Eingebunkert, abgeschnitten, eingeschränkt: Assoziationen zum Thema Mauer sind fast immer negativ. Es sei denn, die Betonwand hat einen Riß, wie die des Mahnmals, das Bildhauer Axel Groehl für das Gelände der Deutschen Werft gearbeitet hat. Es soll an die Außenstelle des Konzentrationslagers Neuengamme erinnern, die hier auf der Rüschhalbinsel stand. Umweltsenator Fritz Varenholdt enthüllte gestern, was der Künstler „eine aufstrebende Freiplastik“ nennt.

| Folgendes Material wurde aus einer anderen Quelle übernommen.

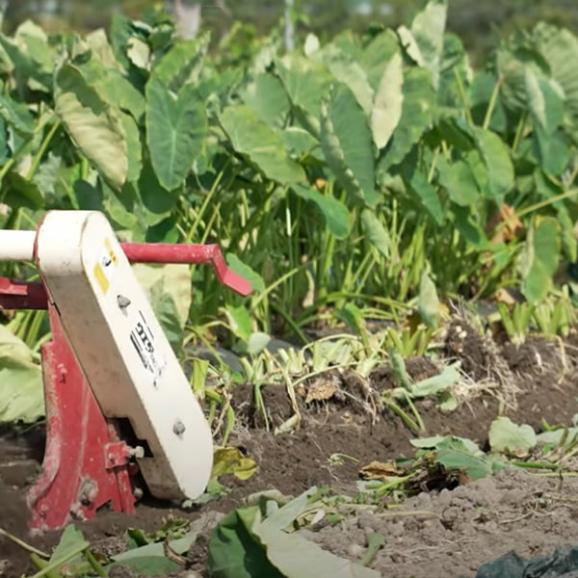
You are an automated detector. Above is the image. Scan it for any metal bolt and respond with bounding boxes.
[117,294,131,310]
[130,446,145,459]
[173,420,186,437]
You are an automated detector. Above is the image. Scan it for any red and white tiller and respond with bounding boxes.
[0,210,252,532]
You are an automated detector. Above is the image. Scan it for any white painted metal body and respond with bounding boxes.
[0,230,35,261]
[35,211,213,500]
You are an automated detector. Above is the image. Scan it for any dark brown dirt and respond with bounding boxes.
[2,327,578,577]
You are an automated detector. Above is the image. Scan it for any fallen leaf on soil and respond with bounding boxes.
[360,461,402,481]
[212,447,258,481]
[489,417,537,458]
[305,375,340,403]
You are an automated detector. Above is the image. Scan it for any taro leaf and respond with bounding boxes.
[49,524,89,576]
[418,270,440,328]
[0,93,34,134]
[151,33,209,92]
[212,447,258,482]
[525,68,564,135]
[247,333,271,356]
[435,438,505,480]
[405,164,444,225]
[208,507,282,578]
[55,64,128,190]
[533,24,578,129]
[397,26,424,67]
[110,556,180,576]
[120,112,142,183]
[0,326,44,423]
[371,51,404,150]
[277,55,333,134]
[146,79,207,191]
[525,68,567,175]
[224,305,253,342]
[407,365,460,399]
[253,510,381,578]
[410,0,448,89]
[320,84,378,207]
[220,105,306,186]
[86,29,121,70]
[3,172,44,209]
[360,29,400,91]
[226,254,264,293]
[95,68,146,121]
[471,127,514,201]
[243,73,291,129]
[292,185,351,239]
[133,264,192,351]
[379,68,435,172]
[536,428,578,448]
[489,417,537,457]
[361,209,391,259]
[410,435,479,452]
[519,217,560,304]
[437,157,480,207]
[112,527,199,576]
[317,44,374,115]
[281,127,318,158]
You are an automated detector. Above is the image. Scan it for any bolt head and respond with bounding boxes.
[173,420,186,436]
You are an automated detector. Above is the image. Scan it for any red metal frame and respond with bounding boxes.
[27,305,136,531]
[0,240,252,531]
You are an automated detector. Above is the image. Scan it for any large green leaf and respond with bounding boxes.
[277,55,333,134]
[405,163,444,225]
[146,79,207,191]
[220,105,306,185]
[55,64,128,190]
[317,44,374,115]
[437,157,480,207]
[151,33,209,92]
[243,73,290,129]
[360,30,400,91]
[371,51,404,150]
[519,217,560,303]
[0,326,44,423]
[435,438,505,480]
[208,492,380,578]
[361,209,392,258]
[292,185,351,239]
[410,0,448,88]
[471,127,514,200]
[379,68,435,172]
[320,84,377,206]
[533,24,578,129]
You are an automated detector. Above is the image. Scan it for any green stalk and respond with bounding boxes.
[483,76,502,130]
[26,121,61,181]
[27,544,89,578]
[453,68,474,126]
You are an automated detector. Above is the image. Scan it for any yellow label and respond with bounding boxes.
[93,262,110,293]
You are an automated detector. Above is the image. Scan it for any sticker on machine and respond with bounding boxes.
[93,238,118,294]
[129,310,167,387]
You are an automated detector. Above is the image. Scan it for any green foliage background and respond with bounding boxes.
[5,0,578,59]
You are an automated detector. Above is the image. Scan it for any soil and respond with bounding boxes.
[305,468,578,578]
[2,322,578,577]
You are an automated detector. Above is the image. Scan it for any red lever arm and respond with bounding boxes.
[121,243,252,297]
[0,243,252,310]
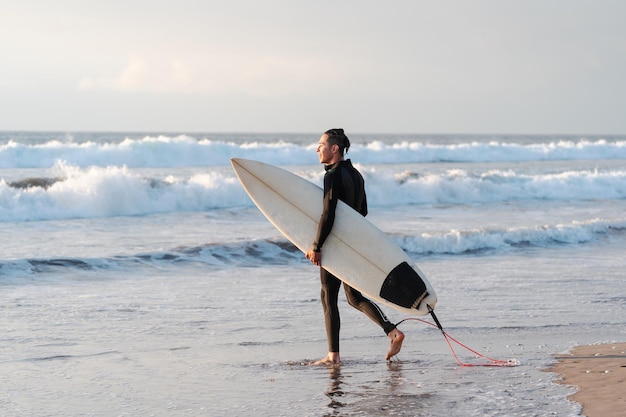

Eine sechs Meter breite und einen Meter achtzig hohe Betonwand, im sogenannten Goldenen Schnitt durchbrochen. In ihrer Mitte steht eine Bronzeplastik mit verhülltem Kopf. Die Figur sieht nichts, mögen Passanten denken, doch der Künstler korrigiert: „Sie sieht eine bessere Welt.“ Hinter dem Tuch hat er eine Gesellschaft ohne Ausbeutung erdacht.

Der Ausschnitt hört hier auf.